Atas nama waktu luang dan keadaan yang memungkinkan untuk selonjoran, saya nyalain radio untuk dengerin lagu. Mulai cari-cari saluran dari stasiun radio a ke radio b, dari radio b ke radio c, dan seterusnya. Tapi udah pindah-pindah saluran gitu tetep aja ga ada lagu yang saya suka. Bahkan ada satu lagu yang sangat tidak saya suka malah diputar sampai beberapa kali di hampir semua stasiun radio. Sialnya saya ga bisa marah atau protes soal playlist lagu-lagu di radio itu, karena -da akumah apa atuh- cuma pendengar, bukan pemilik stasiun radio itu. Udah request tapi tetep aja lagunya ga diputer sampe acaranya selesai.

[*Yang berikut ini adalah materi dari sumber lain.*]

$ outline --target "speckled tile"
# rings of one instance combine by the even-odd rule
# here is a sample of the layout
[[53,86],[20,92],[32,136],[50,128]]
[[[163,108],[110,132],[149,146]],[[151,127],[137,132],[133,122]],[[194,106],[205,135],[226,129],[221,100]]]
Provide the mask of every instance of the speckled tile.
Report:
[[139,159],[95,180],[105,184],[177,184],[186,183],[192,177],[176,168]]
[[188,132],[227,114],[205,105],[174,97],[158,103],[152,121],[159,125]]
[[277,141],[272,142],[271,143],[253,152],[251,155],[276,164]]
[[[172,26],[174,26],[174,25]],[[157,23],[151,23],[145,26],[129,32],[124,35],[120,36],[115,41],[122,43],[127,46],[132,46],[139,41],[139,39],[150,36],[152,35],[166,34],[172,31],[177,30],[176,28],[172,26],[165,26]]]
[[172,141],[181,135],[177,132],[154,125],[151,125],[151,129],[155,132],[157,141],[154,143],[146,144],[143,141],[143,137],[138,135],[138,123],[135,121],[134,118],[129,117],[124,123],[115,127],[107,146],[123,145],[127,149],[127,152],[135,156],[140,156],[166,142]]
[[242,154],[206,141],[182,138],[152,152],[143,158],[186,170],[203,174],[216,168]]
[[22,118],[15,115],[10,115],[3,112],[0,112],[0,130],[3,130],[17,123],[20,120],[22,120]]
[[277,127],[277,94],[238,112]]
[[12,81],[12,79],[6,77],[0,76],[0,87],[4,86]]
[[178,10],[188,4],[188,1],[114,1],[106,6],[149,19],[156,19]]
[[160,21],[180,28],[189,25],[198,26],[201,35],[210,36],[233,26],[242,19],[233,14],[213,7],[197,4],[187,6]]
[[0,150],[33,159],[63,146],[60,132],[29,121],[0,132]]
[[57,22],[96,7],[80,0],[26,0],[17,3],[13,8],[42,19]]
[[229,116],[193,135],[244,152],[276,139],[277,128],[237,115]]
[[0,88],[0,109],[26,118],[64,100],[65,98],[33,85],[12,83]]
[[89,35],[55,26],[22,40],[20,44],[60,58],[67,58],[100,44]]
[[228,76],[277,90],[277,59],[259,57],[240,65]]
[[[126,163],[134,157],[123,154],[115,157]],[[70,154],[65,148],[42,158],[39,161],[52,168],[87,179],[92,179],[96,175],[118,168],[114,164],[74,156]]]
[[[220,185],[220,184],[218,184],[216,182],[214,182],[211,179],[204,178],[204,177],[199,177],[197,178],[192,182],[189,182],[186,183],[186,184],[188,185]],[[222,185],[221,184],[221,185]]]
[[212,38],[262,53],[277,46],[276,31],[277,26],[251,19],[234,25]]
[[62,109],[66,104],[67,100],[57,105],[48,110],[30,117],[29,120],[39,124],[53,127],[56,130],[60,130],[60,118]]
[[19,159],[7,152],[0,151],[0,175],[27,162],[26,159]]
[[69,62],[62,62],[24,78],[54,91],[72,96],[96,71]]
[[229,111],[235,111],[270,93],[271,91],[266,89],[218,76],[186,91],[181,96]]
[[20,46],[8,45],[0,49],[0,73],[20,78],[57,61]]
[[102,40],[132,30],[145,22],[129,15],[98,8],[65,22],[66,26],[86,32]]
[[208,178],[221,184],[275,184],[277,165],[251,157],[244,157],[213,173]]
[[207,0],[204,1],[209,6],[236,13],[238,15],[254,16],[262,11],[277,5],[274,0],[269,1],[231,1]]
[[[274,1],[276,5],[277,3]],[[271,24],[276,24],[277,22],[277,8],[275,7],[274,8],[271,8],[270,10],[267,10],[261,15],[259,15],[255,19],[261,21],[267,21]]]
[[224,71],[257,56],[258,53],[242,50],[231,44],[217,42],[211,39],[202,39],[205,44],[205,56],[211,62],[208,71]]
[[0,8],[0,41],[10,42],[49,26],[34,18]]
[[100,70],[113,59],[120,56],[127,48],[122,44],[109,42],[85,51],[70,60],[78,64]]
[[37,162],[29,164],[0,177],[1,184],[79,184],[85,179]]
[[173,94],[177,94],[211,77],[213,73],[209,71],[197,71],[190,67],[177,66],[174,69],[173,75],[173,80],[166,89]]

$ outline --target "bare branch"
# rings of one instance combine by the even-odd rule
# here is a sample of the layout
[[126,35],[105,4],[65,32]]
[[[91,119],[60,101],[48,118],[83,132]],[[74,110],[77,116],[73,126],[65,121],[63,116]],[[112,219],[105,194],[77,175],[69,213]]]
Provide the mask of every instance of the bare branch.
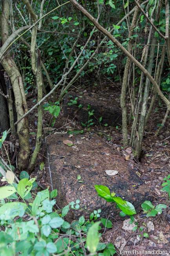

Sepintas dengerin radio itu udah kaya hidup di dunia. Ketika request lagu itu kaya lagi doa sama Tuhan. Saya minta apa yang saya pengen ke Tuhan, dan berharap Tuhan ngabulin itu. Denger radio juga ngga jauh beda dengan itu, saya request lagu yang saya suka dan berharap si penyiar muterin lagunya. Tapi kadang lagunya bisa diputer kadang ngga. Sama kaya doa, kadang terkabul kadang ngga. Lama saya nunggu lagunya untuk diputar, sampai pada akhirnya si penyiar pamit, dan lagunya belum juga diputar. Klasik, ketika ada pepatah yang berujar “mungkin Tuhan berkehendak lain”, untuk sebuah doa tidak/belum terkabul, yang dalam hal ini menjadi “mungkin penyiar punya kehendak lain”, ketika sebuah lagu tidak diputar.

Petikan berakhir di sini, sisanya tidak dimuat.